Le design flexible des ateliers nous a permis de continuer à avancer à chaque étape tout en accueillant les contextes de chacun. La démarche a porté ses fruits, les agents ont révélé une créativité et un dévouement à la cause de la prévention qui ont permis l’éclosion et la finalisation de nombreux outils.

Résultats

  • Une communauté de « préventeurs » mobilisés autour des outils réalisés
  • Une vidéo ludique expliquant les principes généraux de la prévention avec la mascotte Ecurisk
  • Un fascicule graphique expliquant le fonctionnement et les bienfaits du Document Unique
  • 4 canevas pour compléter facilement et en équipe le Document Unique
  • Un jeu de cartes avec plateau pour apprendre en jouant les principes de prévention
  • Un site internet réunissant l’ensemble des outils réalisés, ainsi qu’une importante banque de fichiers liés à la prévention : https://prevention-etat.jimdofree.com/

Impacts

Des agents remotivés par leur métier, des « préventeurs » qui ne sont plus seuls dans leur mission, une série d’outils adaptables et modifiables en fonction des contextes et des missions.

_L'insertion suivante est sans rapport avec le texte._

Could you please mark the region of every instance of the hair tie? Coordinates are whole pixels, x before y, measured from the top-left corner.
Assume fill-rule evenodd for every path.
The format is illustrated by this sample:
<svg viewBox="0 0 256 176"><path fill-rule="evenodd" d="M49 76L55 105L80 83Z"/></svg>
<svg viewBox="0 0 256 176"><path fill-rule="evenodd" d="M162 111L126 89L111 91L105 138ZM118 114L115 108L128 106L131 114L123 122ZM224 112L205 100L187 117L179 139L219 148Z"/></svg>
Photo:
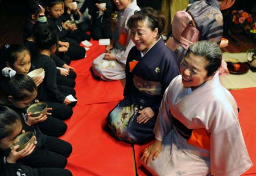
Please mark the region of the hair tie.
<svg viewBox="0 0 256 176"><path fill-rule="evenodd" d="M5 45L5 49L7 49L8 48L9 48L9 46L10 46L10 45L9 45L9 44L6 44L6 45Z"/></svg>
<svg viewBox="0 0 256 176"><path fill-rule="evenodd" d="M43 6L41 6L40 5L38 5L38 6L39 6L39 7L40 7L42 10L43 10L43 8L43 8Z"/></svg>
<svg viewBox="0 0 256 176"><path fill-rule="evenodd" d="M2 70L2 74L5 77L12 79L16 75L16 71L10 67L5 67Z"/></svg>

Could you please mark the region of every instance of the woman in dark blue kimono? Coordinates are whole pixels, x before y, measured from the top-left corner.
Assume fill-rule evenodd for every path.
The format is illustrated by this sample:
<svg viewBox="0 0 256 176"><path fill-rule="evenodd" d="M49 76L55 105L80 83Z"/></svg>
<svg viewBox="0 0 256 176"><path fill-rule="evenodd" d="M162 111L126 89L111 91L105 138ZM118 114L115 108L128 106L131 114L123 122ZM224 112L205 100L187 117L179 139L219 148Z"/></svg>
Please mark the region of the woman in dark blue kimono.
<svg viewBox="0 0 256 176"><path fill-rule="evenodd" d="M158 109L166 88L179 74L177 59L160 35L165 20L151 7L128 20L135 44L126 65L125 98L109 114L108 126L120 140L144 143L152 139Z"/></svg>

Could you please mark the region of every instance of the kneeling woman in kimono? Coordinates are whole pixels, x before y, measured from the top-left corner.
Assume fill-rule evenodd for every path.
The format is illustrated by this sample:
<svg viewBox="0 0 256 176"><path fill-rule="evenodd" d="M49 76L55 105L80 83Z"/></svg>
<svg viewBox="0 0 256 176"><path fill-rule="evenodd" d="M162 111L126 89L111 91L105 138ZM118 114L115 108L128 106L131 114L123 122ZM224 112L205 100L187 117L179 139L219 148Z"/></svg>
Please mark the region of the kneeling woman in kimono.
<svg viewBox="0 0 256 176"><path fill-rule="evenodd" d="M121 140L143 143L154 138L158 109L166 88L179 74L177 59L160 37L164 19L145 8L128 20L131 40L126 66L125 98L109 114L108 126Z"/></svg>
<svg viewBox="0 0 256 176"><path fill-rule="evenodd" d="M220 83L221 51L210 41L191 45L181 75L167 88L141 160L158 175L240 175L252 166L236 102Z"/></svg>
<svg viewBox="0 0 256 176"><path fill-rule="evenodd" d="M136 0L114 0L119 10L117 27L114 30L113 45L106 48L106 53L96 58L92 65L94 76L105 81L122 79L125 78L125 64L131 48L134 44L131 40L127 22L135 10L139 10Z"/></svg>

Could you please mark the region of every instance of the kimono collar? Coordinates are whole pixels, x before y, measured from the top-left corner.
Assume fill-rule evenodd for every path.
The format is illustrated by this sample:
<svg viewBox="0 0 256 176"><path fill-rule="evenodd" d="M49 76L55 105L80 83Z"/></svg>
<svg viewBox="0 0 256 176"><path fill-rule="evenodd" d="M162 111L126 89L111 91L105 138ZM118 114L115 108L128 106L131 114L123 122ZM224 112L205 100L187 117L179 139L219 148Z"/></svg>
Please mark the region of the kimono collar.
<svg viewBox="0 0 256 176"><path fill-rule="evenodd" d="M191 124L190 121L192 121L195 117L198 105L203 104L205 100L209 98L209 95L213 93L216 90L222 87L220 83L218 73L216 73L213 79L206 81L200 87L193 91L191 91L191 88L184 88L182 84L181 77L180 75L180 83L177 87L175 88L179 89L179 94L180 95L174 98L170 106L170 110L174 117L184 117L185 118L180 118L179 121L181 122L187 127L193 128L196 128L194 123ZM173 91L172 92L176 91ZM174 93L175 94L175 93ZM207 105L205 105L207 106ZM188 120L189 119L189 120ZM191 126L192 125L192 126Z"/></svg>
<svg viewBox="0 0 256 176"><path fill-rule="evenodd" d="M204 97L206 98L207 95L211 94L216 88L221 86L220 82L218 72L217 72L211 80L205 81L193 91L191 91L191 88L185 88L187 89L187 92L189 92L189 93L183 99L180 100L181 101L177 102L177 104L180 103L181 104L186 105L185 106L181 106L186 109L187 107L196 104L199 101L199 97L202 97L202 95L203 95ZM200 101L203 101L203 99L204 98L202 98Z"/></svg>
<svg viewBox="0 0 256 176"><path fill-rule="evenodd" d="M204 1L208 5L216 7L218 8L220 8L220 3L217 0L204 0Z"/></svg>
<svg viewBox="0 0 256 176"><path fill-rule="evenodd" d="M147 51L147 52L146 52L145 54L147 53L147 52L148 52L148 51L154 46L155 46L155 45L160 40L160 39L161 39L162 37L160 36L159 37L159 38L158 38L158 40L153 44L153 45L151 46L151 47L150 48L150 49L148 49ZM142 51L140 51L141 53L141 57L143 57L144 55L143 54L143 53L142 53Z"/></svg>
<svg viewBox="0 0 256 176"><path fill-rule="evenodd" d="M134 0L123 10L121 10L121 14L125 16L127 16L127 15L130 14L131 10L139 10L139 8L138 8L137 2ZM128 13L126 15L126 13Z"/></svg>

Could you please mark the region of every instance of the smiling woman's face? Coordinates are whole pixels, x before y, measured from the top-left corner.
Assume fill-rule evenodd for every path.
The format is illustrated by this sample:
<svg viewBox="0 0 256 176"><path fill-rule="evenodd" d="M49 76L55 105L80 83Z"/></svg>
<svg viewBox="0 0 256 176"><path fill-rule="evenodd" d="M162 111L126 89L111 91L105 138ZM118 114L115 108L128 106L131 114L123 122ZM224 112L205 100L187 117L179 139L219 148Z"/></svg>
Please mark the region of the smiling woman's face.
<svg viewBox="0 0 256 176"><path fill-rule="evenodd" d="M212 79L212 76L207 76L208 71L205 68L208 65L209 61L203 57L192 53L187 55L181 61L180 66L184 86L195 90Z"/></svg>

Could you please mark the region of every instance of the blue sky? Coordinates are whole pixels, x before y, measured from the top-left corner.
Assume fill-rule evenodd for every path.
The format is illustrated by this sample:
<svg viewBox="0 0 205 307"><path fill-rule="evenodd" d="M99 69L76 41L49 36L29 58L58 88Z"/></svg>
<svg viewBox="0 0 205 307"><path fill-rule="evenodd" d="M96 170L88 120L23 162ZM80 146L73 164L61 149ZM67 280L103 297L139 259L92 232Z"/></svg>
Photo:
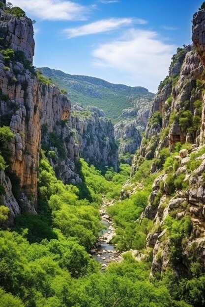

Une stratégie de communication en or portée par les différents acteurs.

L’intégration des bonnes pratiques de facilitation et du travail en collectif par la vingtaine de participants réguliers aux ateliers.

Témoignage d’un participant lors de la présentation

C’est génial ces outils, c’est exactement ce dont nous avions besoin, nous devions justement refaire notre Document Unique, nous allons tous les utiliser !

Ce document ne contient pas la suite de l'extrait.